JEPARA, Jatengnews.id – PT Telkom Indonesia (Persero) Tbk memperkuat upaya pelestarian lingkungan pesisir dengan menanam 10.000 bibit mangrove di Desa Kedungmalang, Kecamatan Kedung, Kabupaten Jepara, Senin (27/7/2026).
Program ini menjadi bagian dari langkah mitigasi abrasi dan banjir rob yang selama ini mengancam kawasan pesisir utara Jepara.
Mengusung tema “Hijaukan Bumi, Cerahkan Atmosfer”, kegiatan tersebut tidak hanya berfokus pada penghijauan, tetapi juga diarahkan untuk memulihkan ekosistem pesisir yang rusak akibat berkurangnya tutupan mangrove.
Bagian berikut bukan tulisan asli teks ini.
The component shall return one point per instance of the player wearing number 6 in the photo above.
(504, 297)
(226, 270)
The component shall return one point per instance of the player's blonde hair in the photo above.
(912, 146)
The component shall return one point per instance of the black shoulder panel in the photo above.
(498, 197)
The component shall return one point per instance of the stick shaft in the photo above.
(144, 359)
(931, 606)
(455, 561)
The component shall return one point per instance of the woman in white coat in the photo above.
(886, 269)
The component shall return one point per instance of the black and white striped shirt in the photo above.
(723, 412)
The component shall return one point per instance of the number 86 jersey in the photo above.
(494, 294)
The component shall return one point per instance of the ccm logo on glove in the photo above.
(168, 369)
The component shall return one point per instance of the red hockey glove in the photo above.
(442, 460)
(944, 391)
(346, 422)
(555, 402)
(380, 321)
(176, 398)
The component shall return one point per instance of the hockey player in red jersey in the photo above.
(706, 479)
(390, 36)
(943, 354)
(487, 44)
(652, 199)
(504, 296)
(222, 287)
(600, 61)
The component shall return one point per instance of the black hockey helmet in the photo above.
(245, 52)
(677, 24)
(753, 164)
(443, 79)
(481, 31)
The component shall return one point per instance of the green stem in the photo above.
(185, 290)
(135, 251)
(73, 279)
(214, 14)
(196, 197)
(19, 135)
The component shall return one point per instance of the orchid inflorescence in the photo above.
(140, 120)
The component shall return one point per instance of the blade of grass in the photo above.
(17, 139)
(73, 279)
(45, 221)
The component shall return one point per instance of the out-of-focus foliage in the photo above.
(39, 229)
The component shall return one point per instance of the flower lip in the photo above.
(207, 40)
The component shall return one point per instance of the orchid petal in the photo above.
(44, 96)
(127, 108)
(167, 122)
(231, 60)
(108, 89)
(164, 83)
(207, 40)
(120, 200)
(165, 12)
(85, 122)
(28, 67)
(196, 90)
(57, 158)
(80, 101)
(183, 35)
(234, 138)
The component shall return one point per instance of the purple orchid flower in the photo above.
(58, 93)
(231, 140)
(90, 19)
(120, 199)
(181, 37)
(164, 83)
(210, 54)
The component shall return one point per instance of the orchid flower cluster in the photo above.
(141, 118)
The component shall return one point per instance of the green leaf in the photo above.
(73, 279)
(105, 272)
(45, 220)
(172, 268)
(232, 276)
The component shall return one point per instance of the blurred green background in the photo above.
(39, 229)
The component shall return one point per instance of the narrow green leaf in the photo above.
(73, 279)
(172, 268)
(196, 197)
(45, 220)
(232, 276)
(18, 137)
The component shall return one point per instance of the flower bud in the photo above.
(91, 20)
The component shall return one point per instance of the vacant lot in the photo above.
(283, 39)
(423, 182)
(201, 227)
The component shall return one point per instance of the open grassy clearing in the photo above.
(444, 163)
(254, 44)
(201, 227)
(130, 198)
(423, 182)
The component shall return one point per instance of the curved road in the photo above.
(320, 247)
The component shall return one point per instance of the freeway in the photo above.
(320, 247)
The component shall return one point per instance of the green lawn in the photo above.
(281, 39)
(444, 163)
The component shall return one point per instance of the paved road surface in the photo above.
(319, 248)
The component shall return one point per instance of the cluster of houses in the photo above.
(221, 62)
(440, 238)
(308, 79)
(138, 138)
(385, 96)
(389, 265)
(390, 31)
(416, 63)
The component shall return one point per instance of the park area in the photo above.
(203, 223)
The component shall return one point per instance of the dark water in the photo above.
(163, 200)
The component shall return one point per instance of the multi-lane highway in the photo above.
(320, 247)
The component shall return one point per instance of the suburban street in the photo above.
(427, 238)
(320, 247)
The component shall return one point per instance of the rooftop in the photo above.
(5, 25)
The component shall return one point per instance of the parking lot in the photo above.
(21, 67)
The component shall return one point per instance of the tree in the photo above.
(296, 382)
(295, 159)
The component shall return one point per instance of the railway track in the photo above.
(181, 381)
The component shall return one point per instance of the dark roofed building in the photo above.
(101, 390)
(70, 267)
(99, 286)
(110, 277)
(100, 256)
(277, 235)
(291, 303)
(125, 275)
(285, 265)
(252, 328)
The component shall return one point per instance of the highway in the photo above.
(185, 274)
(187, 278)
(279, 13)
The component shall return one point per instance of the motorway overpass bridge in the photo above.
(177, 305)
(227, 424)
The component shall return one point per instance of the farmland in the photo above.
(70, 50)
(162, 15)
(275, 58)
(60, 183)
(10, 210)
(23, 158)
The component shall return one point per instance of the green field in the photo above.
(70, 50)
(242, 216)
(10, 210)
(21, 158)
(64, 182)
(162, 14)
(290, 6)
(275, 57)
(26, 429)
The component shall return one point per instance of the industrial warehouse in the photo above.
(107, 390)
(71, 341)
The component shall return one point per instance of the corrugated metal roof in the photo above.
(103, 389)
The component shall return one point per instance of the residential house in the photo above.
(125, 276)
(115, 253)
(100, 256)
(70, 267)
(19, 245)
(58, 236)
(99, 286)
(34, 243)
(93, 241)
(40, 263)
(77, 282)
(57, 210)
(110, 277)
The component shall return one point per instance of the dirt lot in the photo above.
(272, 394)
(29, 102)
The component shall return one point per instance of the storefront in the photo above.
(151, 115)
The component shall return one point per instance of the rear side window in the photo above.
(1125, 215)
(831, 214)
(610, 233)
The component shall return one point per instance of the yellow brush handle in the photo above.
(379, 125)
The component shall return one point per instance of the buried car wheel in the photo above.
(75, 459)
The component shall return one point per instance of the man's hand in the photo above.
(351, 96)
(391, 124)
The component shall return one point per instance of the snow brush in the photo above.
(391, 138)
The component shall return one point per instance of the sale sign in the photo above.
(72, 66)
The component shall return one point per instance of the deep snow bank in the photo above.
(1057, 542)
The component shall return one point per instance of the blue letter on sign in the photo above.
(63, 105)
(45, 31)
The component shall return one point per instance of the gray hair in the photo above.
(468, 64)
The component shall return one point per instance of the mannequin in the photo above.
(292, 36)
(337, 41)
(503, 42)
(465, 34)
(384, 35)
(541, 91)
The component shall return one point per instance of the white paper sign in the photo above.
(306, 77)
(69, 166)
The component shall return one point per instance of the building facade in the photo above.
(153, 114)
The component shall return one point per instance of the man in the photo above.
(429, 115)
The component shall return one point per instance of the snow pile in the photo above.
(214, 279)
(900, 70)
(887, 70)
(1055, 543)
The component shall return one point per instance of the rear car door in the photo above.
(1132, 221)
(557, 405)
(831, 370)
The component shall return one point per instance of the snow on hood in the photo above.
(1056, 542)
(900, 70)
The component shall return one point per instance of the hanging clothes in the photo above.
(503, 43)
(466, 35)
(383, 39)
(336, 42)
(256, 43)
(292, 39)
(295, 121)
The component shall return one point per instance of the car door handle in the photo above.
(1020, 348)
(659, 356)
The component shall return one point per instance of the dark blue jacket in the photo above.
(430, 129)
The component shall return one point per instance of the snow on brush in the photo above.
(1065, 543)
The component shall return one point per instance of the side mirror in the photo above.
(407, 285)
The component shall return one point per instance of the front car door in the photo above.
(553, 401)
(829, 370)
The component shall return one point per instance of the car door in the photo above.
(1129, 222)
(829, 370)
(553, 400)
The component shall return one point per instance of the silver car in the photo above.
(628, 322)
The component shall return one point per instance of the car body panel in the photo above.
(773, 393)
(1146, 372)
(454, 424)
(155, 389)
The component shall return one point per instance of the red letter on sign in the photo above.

Keberadaan hutan mangrove dinilai penting sebagai pelindung alami garis pantai sekaligus habitat berbagai biota laut.
Desa Kedungmalang menjadi salah satu wilayah yang paling terdampak abrasi di Kecamatan Kedung. Berkurangnya kawasan mangrove akibat alih fungsi lahan selama beberapa tahun terakhir membuat wilayah ini semakin rentan terhadap gelombang pasang, banjir rob, hingga kerusakan tambak dan infrastruktur masyarakat.
Vice President of Sustainability PT Telkom Indonesia, Gunawan Wasisto Ciptaning Andri, mengatakan keberhasilan program ini tidak hanya ditentukan oleh penanaman bibit, tetapi juga perawatan secara berkelanjutan bersama masyarakat.
“Yang paling penting bukan hanya menanam, tetapi bagaimana mangrove ini bisa tumbuh dan dirawat bersama. Ketika ekosistemnya pulih, masyarakat juga akan merasakan manfaat ekonomi melalui hasil laut seperti ikan, kepiting, maupun kerang,” ujarnya.
Menurut Gunawan, Telkom juga akan melakukan monitoring dan evaluasi secara berkala untuk memastikan tingkat keberhasilan pertumbuhan mangrove tetap tinggi. Komitmen tersebut merupakan bagian dari upaya perusahaan dalam menciptakan manfaat lingkungan dan sosial yang berkelanjutan.
“Keberlanjutan menjadi fokus utama kami. Kami ingin investasi sosial dan lingkungan ini benar-benar memberikan manfaat bagi perlindungan pesisir Jepara sekaligus meningkatkan kesejahteraan masyarakat dalam jangka panjang,” tambahnya.
Kegiatan penanaman mangrove ini dihadiri General Manager PT Telkom Indonesia Witel Solo Jateng Timur Ismono Adi Jatmiko Raden bersama jajaran manajemen Telkom, serta Wakil Bupati Jepara Muhammad Ibnu Hajar.
Wakil Bupati Jepara menyampaikan apresiasi atas kontribusi Telkom Indonesia dalam mendukung upaya pelestarian lingkungan di wilayah pesisir.
“Kami mengucapkan terima kasih kepada Telkom Indonesia atas bantuan 10.000 bibit mangrove. Semoga program ini mampu membantu masyarakat Desa Kedungmalang dalam mengurangi dampak abrasi sekaligus menjaga kelestarian kawasan pesisir,” kata Ibnu Hajar.
Sementara itu, Petinggi Desa Kedungmalang, Mustafiyatun, berharap kawasan mangrove yang direstorasi nantinya tidak hanya menjadi pelindung pantai, tetapi juga mampu membuka peluang ekonomi baru melalui pengembangan wisata berbasis lingkungan.
Program ini melibatkan masyarakat, kelompok nelayan, serta komunitas peduli lingkungan sebagai bagian dari pemberdayaan warga. Penanaman mangrove tersebut merupakan implementasi program Tanggung Jawab Sosial dan Lingkungan (TJSL) PT Telkom Indonesia yang mendukung pencapaian Sustainable Development Goals (SDGs), khususnya tujuan penanganan perubahan iklim serta pelestarian ekosistem laut.